Last month, my friend Christina and her boyfriend were in town for the day and, needing a dinner spot near Harvard Square, we headed to Russell House Tavern. Shockingly, this was my first time at RHT. It had been on my to-go-to list ever since it opened and I’d browsed the menu no fewer than a dozen times over the past two years. We went on one of those summery-spring nights, and would have loved to have eaten on one of the patio tables, but the wait was too long. Luckily, the hostess was able to snag us a table inside on the first floor where the front windows were thrown open, as opposed to the lower level.
Archer Farm Steak Tartare with toasted caper brioche and Cavendish Farm quail egg yolk.
The Local Leaf Salad with walnuts (we substituted pine nuts), dried figs, and mustard-cider vinaigrette. A perfectly enjoyable standard salad with a hearty amount of greens. If we hadn’t been sharing, I would have opted for the more exciting kale and pine nut salad with lemon and pecorino.
This dish was the kind of creation I was expecting at Russell House. Farro, with fiddleheads, peas, cider-soaked cherries and sassafras. It was a small plate special that also came with salmon belly, but they happily left the salmon out at my request. I absolutely love farro, and the tender fiddleheads and sweet cherries were a nice contrast to the nutty, chewy grain. It was an excellent spring dish, and if this were to be offered regularly for at least the rest of the season, I’d happily return for it.

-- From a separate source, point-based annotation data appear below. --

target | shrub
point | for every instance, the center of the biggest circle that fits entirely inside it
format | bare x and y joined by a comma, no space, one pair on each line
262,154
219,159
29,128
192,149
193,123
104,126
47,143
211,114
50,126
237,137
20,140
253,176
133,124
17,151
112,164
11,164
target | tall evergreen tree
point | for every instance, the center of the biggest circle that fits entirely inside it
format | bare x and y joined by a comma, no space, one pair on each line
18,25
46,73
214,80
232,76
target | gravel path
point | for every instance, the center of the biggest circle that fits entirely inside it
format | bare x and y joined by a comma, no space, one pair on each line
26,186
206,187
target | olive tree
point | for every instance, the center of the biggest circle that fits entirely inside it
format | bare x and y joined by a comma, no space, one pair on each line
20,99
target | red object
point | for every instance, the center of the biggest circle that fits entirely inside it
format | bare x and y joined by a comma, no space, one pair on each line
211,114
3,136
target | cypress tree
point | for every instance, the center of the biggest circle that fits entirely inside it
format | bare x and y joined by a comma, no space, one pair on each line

Ever since I first spotted it on the menu, I’ve wanted The Andria pizza with burrata, black mission fig, and sweet garlic. The dried fig and melted cheese is a delightful chewy, sweet and salty combination. The crust is practically paper thin, crisp around the edge and nicely chewy in the center. Though it certainly doesn’t detract from it, I don’t think burrata is necessary on a pizza, as it loses what makes the cheese special when it’s melted onto a crust. I much prefer to have burrata in fresh form.

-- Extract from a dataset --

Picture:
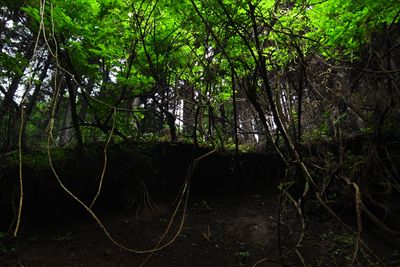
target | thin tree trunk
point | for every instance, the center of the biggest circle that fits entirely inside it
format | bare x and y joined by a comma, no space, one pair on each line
74,114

Russell House is lauded for its charcuterie selection, burger, and other meat items. However, the pizza, salad and small plate offerings deserve equally high praise and I loved the few I tried on my first visit. Pay close attention to the specials, as they do an excellent job of showcasing what is in season at the moment. Chef Michael Scelfo knows his way around a vegetable just as well as he knows his way around an animal.